/DynaPyt

Dynamic analysis framework for Python

Primary LanguagePythonMIT LicenseMIT

DynaPyt: A Dynamic Analysis Framework for Python

DynaPyt is a dynamic analysis framework designed and developed by Aryaz Eghbali and Michael Pradel. The framework provides hooks for a variety of runtime events in multiple layers of abstraction. Users can create arbitrary dynamic analyses by implementing relevant hooks. Beyond observing runtime behavior, DynaPyt also supports manipulation of behavior, e.g., to inject runtime values or modify branching decisions.


Installation

Installation with pip

Run

pip install dynapyt

Installation from source

  1. Download source:
git clone https://github.com/sola-st/DynaPyt.git
  1. Install requirements:
pip install libcst
# or
cd DynaPyt
pip install -r requirements.txt
  1. Install DynaPyt:
cd DynaPyt
pip install .

Implementing an Analysis

An analysis is a subclass of BaseAnalysis. See the analysis folder for examples.

Instrumenting Python Code

Note: DynaPyt instruments code in-place (it keeps a .py.orig for each file it instruments to keep the original code). But for more convenience in analyzing, we suggest to instrument a copy of the code under analysis.
To run the instrumentation on a single file:

python -m dynapyt.instrument.instrument --files <path to Python file> --analysis <analysis class full dotted path>

To run the instrumentation on all files in a directory:

python -m dynapyt.run_instrumentation --directory <path to directory> --analysis <analysis class full dotted path>

Note that instrumented files might not be portable.

Running an Analysis

To run an analysis:

python -m dynapyt.run_analysis --entry <entry file (python)> --analysis <analysis class full dotted path>

Note: The analysis name should either match the analysis name used for the instrumentation, or the analysis should have a subset of hooks used in the instrumentation analysis.

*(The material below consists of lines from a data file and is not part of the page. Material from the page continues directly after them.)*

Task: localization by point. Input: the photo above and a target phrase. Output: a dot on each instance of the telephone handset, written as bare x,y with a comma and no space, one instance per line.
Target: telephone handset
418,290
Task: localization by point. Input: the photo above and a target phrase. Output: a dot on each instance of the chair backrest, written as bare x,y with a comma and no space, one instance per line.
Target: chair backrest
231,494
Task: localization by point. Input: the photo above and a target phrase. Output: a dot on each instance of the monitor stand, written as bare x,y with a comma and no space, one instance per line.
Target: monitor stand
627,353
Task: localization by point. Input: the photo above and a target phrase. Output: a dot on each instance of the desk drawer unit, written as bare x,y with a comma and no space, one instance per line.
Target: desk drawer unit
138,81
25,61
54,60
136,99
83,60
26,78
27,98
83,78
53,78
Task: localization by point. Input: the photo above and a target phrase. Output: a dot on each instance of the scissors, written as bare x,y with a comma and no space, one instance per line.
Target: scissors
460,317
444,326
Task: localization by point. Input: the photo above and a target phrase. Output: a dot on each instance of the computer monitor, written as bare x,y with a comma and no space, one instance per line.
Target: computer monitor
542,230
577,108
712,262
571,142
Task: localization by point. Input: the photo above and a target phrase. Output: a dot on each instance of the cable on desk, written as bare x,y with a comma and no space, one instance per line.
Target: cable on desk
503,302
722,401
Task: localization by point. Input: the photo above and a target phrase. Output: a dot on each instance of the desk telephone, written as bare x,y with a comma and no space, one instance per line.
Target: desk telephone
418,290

Single command to instrument and run an analysis on a project:

python -m dynapyt.run_all --directory <directory of project> --entry <entry file (python)> --analysis <analysis class full dotted path>

New

You can now run your code directly and the analyses get triggered. This allows for running tests using test frameworks like tox. To run the analysis in this mode:

  1. Instrument your code with the appropriate analysis.
  2. Set the environment variable DYNAPYT_SESSION_ID to a unique ID (e.g. using uuid).
  3. Create a file in your OS's temporary directory named dynapyt_analyses-<unique ID from 2.>.txt and list the analyses you want, one per line.
  4. If you want to collect analysis coverage, set DYNAPYT_COVERAGE environment variable to the coverage directory.
  5. Run your code as you did before.
  6. To merge coverage and outputs run python -m dynapyt.post_run --coverage_dir=<coverage directory> --output_dir=<output directory>. The coverage will be stored in <coverage_dir>/coverage.json and the outputs will be stored in <output_dir>/output.json.

Available Hooks

Check out this auto-generated API reference for available hooks.


Reproducing the Results in the Paper

To reproduce results from the paper, follow these instructions:
We suggest running each experiment in a fresh Python environment.

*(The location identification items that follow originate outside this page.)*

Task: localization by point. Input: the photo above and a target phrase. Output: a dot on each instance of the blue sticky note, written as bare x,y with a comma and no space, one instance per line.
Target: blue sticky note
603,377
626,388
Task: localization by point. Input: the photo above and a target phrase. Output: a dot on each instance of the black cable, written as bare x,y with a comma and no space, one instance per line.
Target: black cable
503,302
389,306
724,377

First, install DynaPyt using the instructions above.

Analyzing the Python Projects (RQ1, RQ2, and RQ4)

Option 1- Run using the experiment.sh script:
First, download the desired project from GitHub (git clone ...), and put it under ./test/PythonRepos/<package name>.
Then, if the project can be installed with just pip install ., ignore this step and move to the next. Otherwise, place a myInstall.sh script in the root directory of the project with all steps required for installing the package.
Finally, run

bash ./experiment.sh <package name> <test directory> <analysis class full dotted path>
# E.g. for "rich" repository located at test/PythonRepos/rich:
bash ./experiment.sh rich test TraceAll

to run the analysis, or

bash ./experiment.sh <package name> <test directory> original

to run the original code (uninstrumented and unanalyzed).

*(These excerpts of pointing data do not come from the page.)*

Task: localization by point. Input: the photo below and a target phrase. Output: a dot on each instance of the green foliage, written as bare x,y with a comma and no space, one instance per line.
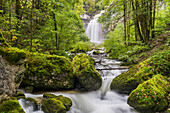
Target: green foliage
150,96
87,76
81,47
11,106
13,55
52,105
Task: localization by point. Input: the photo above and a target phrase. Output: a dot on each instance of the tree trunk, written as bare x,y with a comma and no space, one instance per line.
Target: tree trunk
17,7
31,24
10,21
153,24
125,8
55,28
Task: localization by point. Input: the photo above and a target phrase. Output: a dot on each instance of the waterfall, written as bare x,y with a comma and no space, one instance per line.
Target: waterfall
94,29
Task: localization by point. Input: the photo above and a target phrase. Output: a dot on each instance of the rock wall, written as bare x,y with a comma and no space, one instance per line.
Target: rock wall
10,77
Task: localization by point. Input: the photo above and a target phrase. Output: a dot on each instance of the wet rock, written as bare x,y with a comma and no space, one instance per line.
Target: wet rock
11,106
32,102
150,96
19,95
48,72
65,100
11,73
87,77
29,89
52,105
129,80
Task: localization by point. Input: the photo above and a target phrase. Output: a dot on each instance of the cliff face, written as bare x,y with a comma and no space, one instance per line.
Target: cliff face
10,77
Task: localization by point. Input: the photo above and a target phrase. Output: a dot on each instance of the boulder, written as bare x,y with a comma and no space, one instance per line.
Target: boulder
52,105
65,100
11,71
87,76
19,95
11,106
129,80
49,72
150,96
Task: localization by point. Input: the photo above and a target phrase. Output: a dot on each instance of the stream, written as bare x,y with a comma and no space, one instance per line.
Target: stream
101,101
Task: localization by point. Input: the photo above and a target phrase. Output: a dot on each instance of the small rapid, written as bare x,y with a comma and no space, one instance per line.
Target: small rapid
101,101
94,29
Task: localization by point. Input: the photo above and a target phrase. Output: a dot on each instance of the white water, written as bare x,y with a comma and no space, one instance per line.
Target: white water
94,29
101,101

Option 2- Run manually: For each project (for example Textualize/rich):

  1. Clone the repository (or download the zip):
git clone https://github.com/Textualize/rich.git
cd rich
  1. Instrument all files in the project (for original execution, skip this step):
python -m dynapyt.run_instrumentation --directory . --analysis dynapyt.analyses.TraceAll.TraceAll
  1. Add an entry file (run_all_tests.py) that runs all tests into the root directory:
import pytest

pytest.main(['-n', '8', '--import-mode=importlib', './tests'])

Replace './tests' with the path to test files in the project.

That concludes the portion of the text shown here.